It’s a windy February morning and The Local has come to Madrid’s Complutense University to watch one of Spain’s burgeoning sports, the magical quidditch, made famous in J.K. Rowling’s Harry Potter series.

While Spain is usually more renowned as a nation of football lovers, quidditch is one of the country’s fastest growing sports and the Madrid Lynx team takes it seriously. They definitely look the part, decked out in their quidditch strip of purple, black and yellow, emblazoned with the team logo, a growling yellow lynx.

In the Harry Potter books and films, quidditch is played on flying broomsticks, so how does the Madrid Lynx quidditch team get around that small issue?

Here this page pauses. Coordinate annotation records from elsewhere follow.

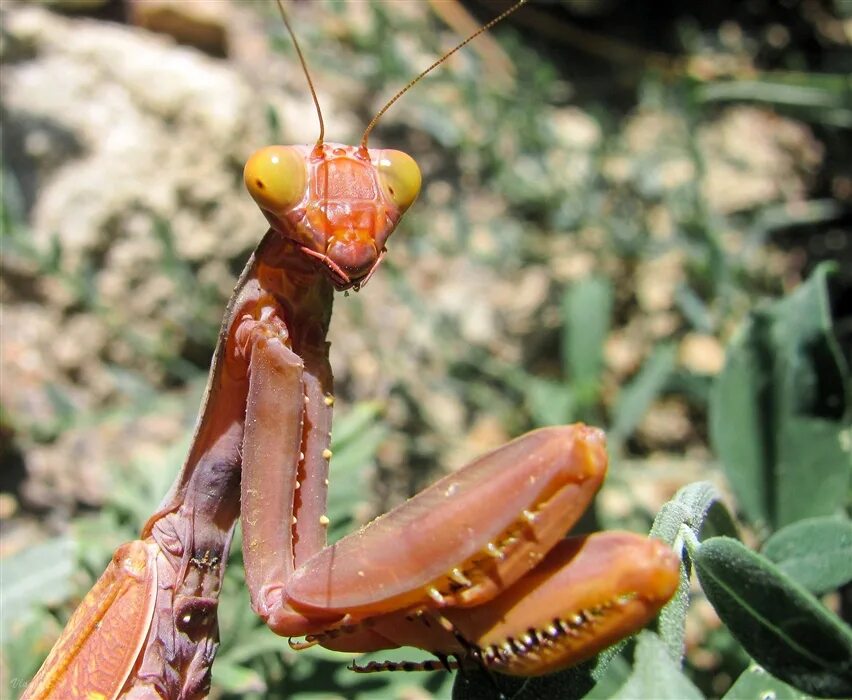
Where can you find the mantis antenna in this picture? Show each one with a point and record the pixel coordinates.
(305, 69)
(437, 63)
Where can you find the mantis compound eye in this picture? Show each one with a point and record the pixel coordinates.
(399, 176)
(276, 178)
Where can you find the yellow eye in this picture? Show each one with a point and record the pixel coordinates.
(400, 177)
(276, 177)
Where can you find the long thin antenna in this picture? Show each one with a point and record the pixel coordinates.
(437, 63)
(305, 69)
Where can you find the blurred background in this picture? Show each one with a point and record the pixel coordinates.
(609, 189)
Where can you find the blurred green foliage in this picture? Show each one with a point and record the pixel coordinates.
(592, 202)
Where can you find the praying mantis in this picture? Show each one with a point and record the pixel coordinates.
(475, 569)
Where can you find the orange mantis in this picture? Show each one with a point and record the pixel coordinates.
(475, 569)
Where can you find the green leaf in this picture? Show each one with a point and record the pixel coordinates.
(636, 397)
(817, 553)
(39, 576)
(779, 414)
(586, 311)
(822, 98)
(756, 684)
(698, 507)
(550, 402)
(655, 674)
(782, 626)
(240, 680)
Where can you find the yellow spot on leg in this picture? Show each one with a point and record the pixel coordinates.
(435, 595)
(492, 551)
(457, 576)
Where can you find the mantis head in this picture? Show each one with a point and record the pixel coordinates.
(338, 203)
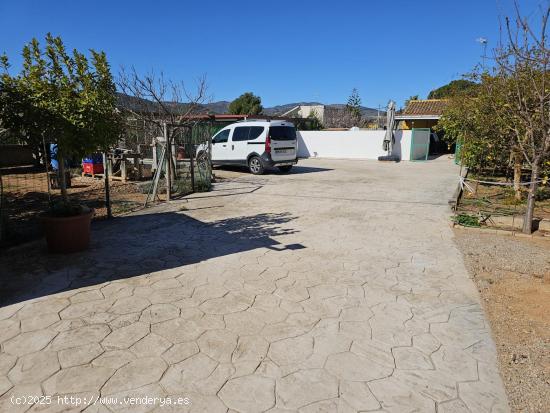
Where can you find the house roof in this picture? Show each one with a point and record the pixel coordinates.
(423, 109)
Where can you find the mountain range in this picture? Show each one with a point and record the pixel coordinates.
(222, 106)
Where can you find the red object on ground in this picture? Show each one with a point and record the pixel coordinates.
(91, 168)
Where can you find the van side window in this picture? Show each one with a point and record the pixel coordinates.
(241, 133)
(221, 137)
(255, 131)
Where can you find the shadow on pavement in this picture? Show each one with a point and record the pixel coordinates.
(136, 245)
(296, 169)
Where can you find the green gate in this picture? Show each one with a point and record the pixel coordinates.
(420, 144)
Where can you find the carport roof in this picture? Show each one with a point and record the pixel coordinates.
(423, 109)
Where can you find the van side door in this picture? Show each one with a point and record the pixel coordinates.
(220, 146)
(238, 146)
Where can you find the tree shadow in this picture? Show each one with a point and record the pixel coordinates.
(136, 245)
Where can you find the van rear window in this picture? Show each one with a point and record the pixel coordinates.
(282, 133)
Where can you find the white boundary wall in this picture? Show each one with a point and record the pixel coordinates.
(362, 144)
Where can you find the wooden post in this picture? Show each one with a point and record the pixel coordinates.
(168, 162)
(107, 187)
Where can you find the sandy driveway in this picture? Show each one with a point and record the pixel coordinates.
(334, 288)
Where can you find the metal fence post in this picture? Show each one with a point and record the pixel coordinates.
(169, 160)
(107, 187)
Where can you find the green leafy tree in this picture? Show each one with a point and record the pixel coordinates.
(354, 104)
(246, 104)
(60, 97)
(509, 119)
(456, 87)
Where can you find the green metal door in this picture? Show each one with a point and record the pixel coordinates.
(420, 144)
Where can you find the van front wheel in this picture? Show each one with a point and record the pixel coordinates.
(255, 165)
(285, 168)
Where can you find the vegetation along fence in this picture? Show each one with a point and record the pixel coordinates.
(131, 176)
(495, 196)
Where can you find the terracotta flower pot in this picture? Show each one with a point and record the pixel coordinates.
(67, 234)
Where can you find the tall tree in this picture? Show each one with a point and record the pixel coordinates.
(354, 104)
(61, 97)
(522, 71)
(511, 112)
(246, 104)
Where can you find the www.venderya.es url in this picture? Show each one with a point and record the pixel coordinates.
(77, 401)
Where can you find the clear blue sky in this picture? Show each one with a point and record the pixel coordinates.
(284, 51)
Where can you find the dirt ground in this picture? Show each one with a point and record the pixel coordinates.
(513, 277)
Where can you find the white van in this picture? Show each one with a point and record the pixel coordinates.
(258, 144)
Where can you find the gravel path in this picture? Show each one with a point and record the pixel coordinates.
(513, 278)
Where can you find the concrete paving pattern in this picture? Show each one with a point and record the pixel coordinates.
(335, 288)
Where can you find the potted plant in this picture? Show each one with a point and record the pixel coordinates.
(66, 100)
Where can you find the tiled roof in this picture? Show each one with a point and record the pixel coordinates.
(430, 107)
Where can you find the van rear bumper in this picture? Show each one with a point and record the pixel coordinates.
(269, 162)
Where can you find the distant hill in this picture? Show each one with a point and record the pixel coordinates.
(222, 106)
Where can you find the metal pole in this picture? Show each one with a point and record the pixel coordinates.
(169, 162)
(192, 157)
(107, 187)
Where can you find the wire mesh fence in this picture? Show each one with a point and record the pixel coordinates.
(131, 176)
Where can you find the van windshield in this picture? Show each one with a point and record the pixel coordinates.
(282, 133)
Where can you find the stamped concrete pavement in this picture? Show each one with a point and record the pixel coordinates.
(334, 288)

"Well, we can’t fly," says Bea López, whose head is wrapped in a quidditch scarf, "we’re working on that but… give us time."

What they lack in flying capabilities they certainly make up for in violence.

"Quidditch in the books looks really violent and to be honest that’s the same here," laughs referee Jean Blake as two players crash into each other behind her. "It’s more violent than you could ever imagine."

Quidditch mixes elements of rugby and handball, with all of the bashing, tackling and occasional bloody injuries they entail. One player sits cradling his bleeding foot, while another girl is helped off the pitch after being bashed in the nose during a particularly dirty tackle.

The Madrid Lynx players eat, sleep and breathe the sport, they have travelled around Europe playing teams from other countries and three of the girls have even got tattoos - three quidditch hoops etched onto their wrists - in homage to quidditch.

And the fun doesn’t stop once the players leave the field; many a budding romance has flourished among the broomsticks.

"We have a lot of slang around it, like you have a 'quidditch crush,'" says Blake.

While we may be none the wiser on the complicated rules of quidditch, what The Local did discover among the broomsticks was a sport that inspires real enthusiasm, and which could soon be winging its way to a sports pitch near you.